Sobre a absolvição de Naya, ele disse desconhecer o conteúdo do processo em relação ao ex-deputado. Sobre José Roberto Chendes, no entanto, o advogado foi enfático ao dizer que a responsabilidade pelo desabamento foi exclusivamente do engenheiro. Segundo o advogado, Chendes foi responsável pelo cálculo da estrutura do Palace II. 

Na sentença, o juiz criticou as reportagens feitas pela Rede Globo sobre o caso. O diretor da Central Globo de Comunicação (CGC), Luiz Erlanger, disse que não cabe à emissora julgar uma sentença judicial. 

Relembre a tragédia
Era madrugada do dia 22 de fevereiro de 1998, um domingo de carnaval, quando moradores do edifício Palace II foram acordados por um estrondo seguido de um tremor. Um dos pilares de sustentação do edifício, que tinha 176 apartamentos e fora ocupado mesmo sem habite-se, estava danificado. Quarenta e quatro apartamentos desabaram e oito pessoas morreram soterradas. 

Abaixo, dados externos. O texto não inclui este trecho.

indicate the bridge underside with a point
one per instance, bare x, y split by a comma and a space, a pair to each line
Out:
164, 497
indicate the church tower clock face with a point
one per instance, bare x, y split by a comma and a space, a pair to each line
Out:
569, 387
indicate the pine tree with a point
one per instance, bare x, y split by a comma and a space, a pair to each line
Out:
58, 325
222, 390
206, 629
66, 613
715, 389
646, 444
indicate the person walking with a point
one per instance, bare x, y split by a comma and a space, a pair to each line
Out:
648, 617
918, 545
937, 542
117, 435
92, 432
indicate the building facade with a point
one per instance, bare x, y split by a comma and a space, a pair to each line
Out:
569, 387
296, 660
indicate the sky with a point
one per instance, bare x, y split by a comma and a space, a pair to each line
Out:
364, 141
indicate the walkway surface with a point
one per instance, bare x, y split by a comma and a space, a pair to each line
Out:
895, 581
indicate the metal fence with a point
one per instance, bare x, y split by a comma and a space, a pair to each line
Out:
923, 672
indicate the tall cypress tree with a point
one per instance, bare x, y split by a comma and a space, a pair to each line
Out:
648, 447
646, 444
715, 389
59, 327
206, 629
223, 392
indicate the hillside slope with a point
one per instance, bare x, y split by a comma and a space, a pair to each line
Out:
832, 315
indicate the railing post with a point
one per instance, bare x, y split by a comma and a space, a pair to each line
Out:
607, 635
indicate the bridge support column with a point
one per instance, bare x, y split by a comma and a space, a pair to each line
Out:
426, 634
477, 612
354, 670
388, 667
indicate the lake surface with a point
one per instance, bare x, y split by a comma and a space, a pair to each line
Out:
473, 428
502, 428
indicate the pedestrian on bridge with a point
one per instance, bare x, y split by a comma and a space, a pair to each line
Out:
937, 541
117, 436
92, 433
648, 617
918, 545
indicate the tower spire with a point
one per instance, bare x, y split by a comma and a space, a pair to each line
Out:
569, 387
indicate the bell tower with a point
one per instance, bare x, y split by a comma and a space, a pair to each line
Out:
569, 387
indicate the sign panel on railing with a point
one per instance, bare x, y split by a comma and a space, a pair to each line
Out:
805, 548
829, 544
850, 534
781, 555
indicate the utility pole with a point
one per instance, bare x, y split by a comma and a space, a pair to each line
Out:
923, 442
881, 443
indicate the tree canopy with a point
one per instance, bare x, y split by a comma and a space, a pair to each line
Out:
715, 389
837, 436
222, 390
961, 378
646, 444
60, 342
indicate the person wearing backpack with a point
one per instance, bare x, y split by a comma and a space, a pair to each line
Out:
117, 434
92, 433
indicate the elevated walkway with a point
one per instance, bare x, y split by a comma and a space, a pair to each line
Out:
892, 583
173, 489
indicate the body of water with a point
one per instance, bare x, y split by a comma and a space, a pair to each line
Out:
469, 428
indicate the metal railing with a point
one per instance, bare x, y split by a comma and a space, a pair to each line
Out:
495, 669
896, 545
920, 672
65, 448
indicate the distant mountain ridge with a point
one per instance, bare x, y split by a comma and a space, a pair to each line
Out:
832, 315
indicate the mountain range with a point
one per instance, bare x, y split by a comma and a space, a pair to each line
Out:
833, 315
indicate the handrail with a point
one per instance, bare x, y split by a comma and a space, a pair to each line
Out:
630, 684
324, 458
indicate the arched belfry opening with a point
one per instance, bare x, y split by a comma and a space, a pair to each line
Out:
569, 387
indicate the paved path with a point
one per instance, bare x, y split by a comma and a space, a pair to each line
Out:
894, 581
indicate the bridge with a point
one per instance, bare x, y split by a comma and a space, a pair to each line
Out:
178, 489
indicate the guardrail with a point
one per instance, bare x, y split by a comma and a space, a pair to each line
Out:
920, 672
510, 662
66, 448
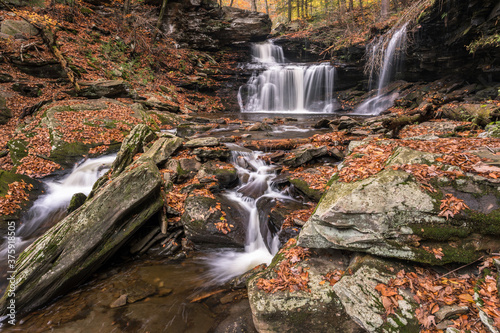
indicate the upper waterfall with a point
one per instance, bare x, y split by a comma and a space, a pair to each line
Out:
287, 88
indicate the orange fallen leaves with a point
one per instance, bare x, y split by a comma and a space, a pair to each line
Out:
432, 292
451, 206
16, 194
289, 275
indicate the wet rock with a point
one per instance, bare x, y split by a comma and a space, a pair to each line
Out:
120, 301
185, 130
390, 215
259, 127
139, 290
7, 178
133, 144
183, 169
201, 219
77, 200
491, 131
13, 27
202, 142
5, 113
222, 154
201, 25
223, 173
110, 89
290, 311
163, 148
480, 114
345, 122
5, 78
41, 69
27, 89
448, 311
79, 244
304, 154
323, 123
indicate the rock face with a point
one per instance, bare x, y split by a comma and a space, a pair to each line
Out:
391, 215
203, 217
351, 305
65, 125
455, 24
79, 244
204, 25
5, 113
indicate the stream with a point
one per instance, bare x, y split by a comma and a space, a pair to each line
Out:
165, 291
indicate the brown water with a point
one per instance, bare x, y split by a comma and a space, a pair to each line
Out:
161, 293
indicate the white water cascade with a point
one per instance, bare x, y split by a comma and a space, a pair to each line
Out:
261, 244
49, 208
285, 87
390, 56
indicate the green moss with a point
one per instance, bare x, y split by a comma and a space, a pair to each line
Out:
440, 232
485, 224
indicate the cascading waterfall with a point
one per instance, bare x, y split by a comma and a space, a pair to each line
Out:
267, 53
51, 207
287, 88
261, 243
389, 57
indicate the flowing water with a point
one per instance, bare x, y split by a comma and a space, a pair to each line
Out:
390, 53
262, 243
51, 207
280, 87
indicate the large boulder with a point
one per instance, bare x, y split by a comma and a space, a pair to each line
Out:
79, 244
330, 300
204, 25
64, 132
214, 220
391, 214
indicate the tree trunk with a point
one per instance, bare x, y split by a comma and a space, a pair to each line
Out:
160, 19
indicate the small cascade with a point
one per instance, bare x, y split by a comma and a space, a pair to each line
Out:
267, 53
287, 88
388, 54
51, 207
261, 242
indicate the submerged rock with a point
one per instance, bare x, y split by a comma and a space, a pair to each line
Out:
390, 214
78, 245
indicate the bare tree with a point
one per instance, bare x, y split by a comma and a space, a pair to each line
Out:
384, 9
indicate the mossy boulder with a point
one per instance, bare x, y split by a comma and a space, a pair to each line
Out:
350, 305
5, 113
214, 221
7, 178
133, 144
391, 215
79, 244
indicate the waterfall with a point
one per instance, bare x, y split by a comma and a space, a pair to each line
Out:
267, 53
51, 207
261, 243
287, 88
388, 54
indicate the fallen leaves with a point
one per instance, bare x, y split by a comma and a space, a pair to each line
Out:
289, 275
16, 194
433, 292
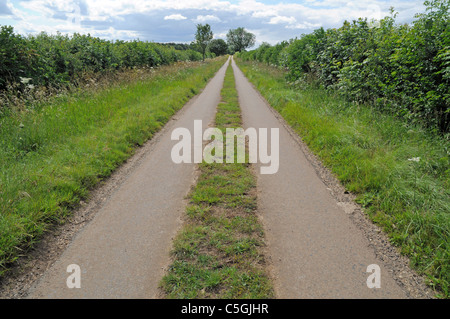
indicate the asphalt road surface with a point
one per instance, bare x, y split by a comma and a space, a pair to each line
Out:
315, 249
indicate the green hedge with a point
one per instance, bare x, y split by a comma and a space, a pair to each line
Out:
53, 60
398, 68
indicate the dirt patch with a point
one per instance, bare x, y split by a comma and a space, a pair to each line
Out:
409, 280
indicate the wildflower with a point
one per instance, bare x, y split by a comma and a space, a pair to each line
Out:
25, 80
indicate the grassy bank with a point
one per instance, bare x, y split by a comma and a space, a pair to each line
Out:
52, 155
399, 172
218, 253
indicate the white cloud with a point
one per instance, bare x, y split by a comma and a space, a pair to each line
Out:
270, 21
175, 17
206, 18
282, 19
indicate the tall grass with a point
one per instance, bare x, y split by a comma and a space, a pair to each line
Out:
400, 172
52, 155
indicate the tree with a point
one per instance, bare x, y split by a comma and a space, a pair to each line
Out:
218, 47
203, 36
239, 39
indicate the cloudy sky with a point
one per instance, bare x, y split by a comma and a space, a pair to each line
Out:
175, 20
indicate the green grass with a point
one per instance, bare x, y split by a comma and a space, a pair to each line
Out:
218, 253
52, 155
369, 151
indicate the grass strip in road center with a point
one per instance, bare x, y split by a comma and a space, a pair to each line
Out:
219, 251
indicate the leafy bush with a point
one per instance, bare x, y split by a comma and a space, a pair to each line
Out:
54, 60
401, 69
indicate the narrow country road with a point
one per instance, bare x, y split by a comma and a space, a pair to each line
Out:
122, 251
315, 249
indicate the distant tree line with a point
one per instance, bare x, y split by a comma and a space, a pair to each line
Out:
46, 60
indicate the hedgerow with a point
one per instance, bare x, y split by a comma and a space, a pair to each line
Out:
398, 68
56, 60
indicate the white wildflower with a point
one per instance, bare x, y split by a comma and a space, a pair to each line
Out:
25, 80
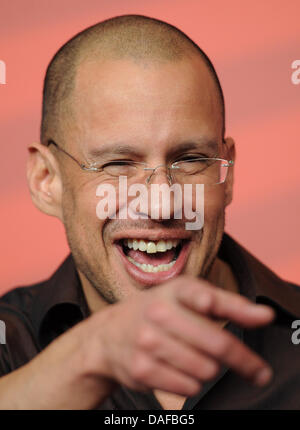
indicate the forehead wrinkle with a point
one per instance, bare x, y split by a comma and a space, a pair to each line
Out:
114, 149
191, 144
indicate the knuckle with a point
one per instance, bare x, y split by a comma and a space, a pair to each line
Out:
223, 347
211, 370
147, 338
141, 368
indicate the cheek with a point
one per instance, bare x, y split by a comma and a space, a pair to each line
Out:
214, 203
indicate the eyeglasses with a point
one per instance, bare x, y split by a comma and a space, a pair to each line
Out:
198, 170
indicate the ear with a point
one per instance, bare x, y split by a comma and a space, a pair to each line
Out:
229, 154
44, 180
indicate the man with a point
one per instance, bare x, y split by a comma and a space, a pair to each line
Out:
144, 313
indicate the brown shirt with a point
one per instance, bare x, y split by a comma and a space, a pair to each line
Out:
36, 315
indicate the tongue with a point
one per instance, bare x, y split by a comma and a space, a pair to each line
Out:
154, 259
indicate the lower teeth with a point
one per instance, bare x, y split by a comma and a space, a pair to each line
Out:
150, 267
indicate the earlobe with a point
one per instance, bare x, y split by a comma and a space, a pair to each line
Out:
44, 180
229, 154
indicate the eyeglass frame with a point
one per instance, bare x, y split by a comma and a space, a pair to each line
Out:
99, 169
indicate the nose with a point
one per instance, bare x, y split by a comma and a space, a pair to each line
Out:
161, 176
163, 201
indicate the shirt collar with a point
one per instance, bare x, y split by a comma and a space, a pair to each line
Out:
63, 304
60, 304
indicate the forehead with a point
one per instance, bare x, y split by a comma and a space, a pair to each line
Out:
162, 102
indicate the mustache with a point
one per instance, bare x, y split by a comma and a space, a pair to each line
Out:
116, 225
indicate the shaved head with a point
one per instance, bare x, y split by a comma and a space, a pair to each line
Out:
135, 37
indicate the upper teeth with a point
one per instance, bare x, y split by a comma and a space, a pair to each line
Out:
151, 247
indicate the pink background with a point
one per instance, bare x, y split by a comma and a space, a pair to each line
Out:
252, 45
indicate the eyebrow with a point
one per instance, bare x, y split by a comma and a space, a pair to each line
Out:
125, 149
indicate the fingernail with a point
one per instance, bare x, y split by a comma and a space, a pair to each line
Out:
263, 377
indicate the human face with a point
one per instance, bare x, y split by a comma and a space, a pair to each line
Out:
152, 109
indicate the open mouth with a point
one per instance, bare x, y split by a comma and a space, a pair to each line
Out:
152, 262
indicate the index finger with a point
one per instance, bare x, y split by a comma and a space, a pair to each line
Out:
207, 299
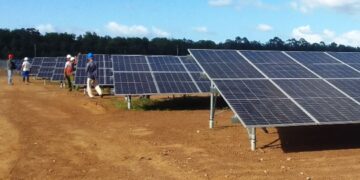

Em 27 de fevereiro, mais 22 apartamentos desabaram. No dia seguinte, a prefeitura implodiu o Palace II. Segundo engenheiros, dois pilares do prédio estavam subdimensionados para o peso que deveriam suportar. 

No rastro da tragédia, a carreira política de Sérgio Naya, então deputado federal pelo PTB de Minas Gerais, entrou em declínio. Em 1 de março de 98, foi divulgado um vídeo em que Naya afirmava ter falsificado a assinatura de um governador. 

Três dias depois, ele foi expulso do PTB e, em 15 de abril, teve o mandato cassado pela Câmara, por falta de decoro parlamentar. 

No réveillon daquele ano, outro vídeo causou revolta entre vítimas do desabamento: nele, o ex-deputado aparecia comemorando a passagem do ano num hotel na Flórida e a certa altura reclamava das taças em que uma funcionária pretendia servir o champanhe: “Essas taças são de pobre... Miséria, miséria... Isso aí tá feio.” 

Em 15 dezembro de 1999, Naya, que tivera a prisão decretada por crime de desabamento doloso, se entregou à Justiça. No entanto, no dia 11 de janeiro de 2000, um juiz revogou o mandado de prisão.